The Trouble With BET
(image via lemoyne.edu)
Aaron McGruder's pitch-perfect criticism of BET under conscience-less businessman Bob Johnson was devastatingly accurate. McGruder was a lone voice in a hostile media envionment telling us that the Emperor had no clothes. Worse: The Emperor was representing the lowest common denominator, lining his pockets, and leaving future generations to foot the social bill. No one wanted to be critical about the booty-video-and-oily-televangelist network because, well, Johnson was the first African-American billionaire.
He was immune to criticism. Criticizing Bob Johnson was like criticizing the Pope. What about the young men and women that look up to him, and strive to be like him?
Precisely our point (Exaggerated cough suggesting feigned detachment).
Many tried to pretend they hadn't heard what McGruder was saying on every media outlet available to him in the late 90s. Even among fellow travellers in the media -- the most critical people in the world -- there was a deafening silence as more and more younger, post-Civil Rights era voices began questioning the god-awfulness of BET's programming. And then, of course, with expert-timing, billionaire timing, Johnson unloaded his shit on Viacom.
What was Bob Johnson doing with all that money, because he certainly wasn't putting it in on the talent or production-value side of things.

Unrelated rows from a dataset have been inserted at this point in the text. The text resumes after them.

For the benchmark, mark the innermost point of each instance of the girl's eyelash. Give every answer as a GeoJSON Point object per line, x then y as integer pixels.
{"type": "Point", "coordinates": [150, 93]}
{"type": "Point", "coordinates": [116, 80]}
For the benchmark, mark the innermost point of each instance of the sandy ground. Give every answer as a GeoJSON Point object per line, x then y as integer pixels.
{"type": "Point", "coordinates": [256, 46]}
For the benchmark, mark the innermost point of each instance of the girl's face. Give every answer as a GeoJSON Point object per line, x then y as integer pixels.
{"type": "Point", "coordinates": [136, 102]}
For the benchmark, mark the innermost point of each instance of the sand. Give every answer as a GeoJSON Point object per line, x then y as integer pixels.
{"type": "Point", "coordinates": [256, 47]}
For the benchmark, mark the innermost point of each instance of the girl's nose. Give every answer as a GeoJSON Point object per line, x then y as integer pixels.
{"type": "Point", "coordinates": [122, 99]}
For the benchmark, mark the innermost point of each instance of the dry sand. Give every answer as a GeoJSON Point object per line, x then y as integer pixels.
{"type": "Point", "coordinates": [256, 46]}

Those days are behind us. Kind of. What has BET made of itself? From Chloe Hilliard of the Village Voice, on the "Hot Ghetto Mess" mess:
"In BET's case, we get Murphy telling us that his show is a 'guide how not to act.' But we know that's crap. Like the website the show is based on, hotghettomess.com, we're drawn to it because there's nothing like a video of a hooker cold-cocking her pimp. You just don't see that every day.
"We Got to Do Better is one of five new shows that debuted this summer as part of another major transformation for the 27-year-old Black Entertainment Television. The last came in 2000, when the network was purchased by media giant Viacom and moved its studios from Washington, D.C., to New York. But hopes that the move would mean more investment and better production values faded as the channel devoted more time than ever to ass-shaking music videos."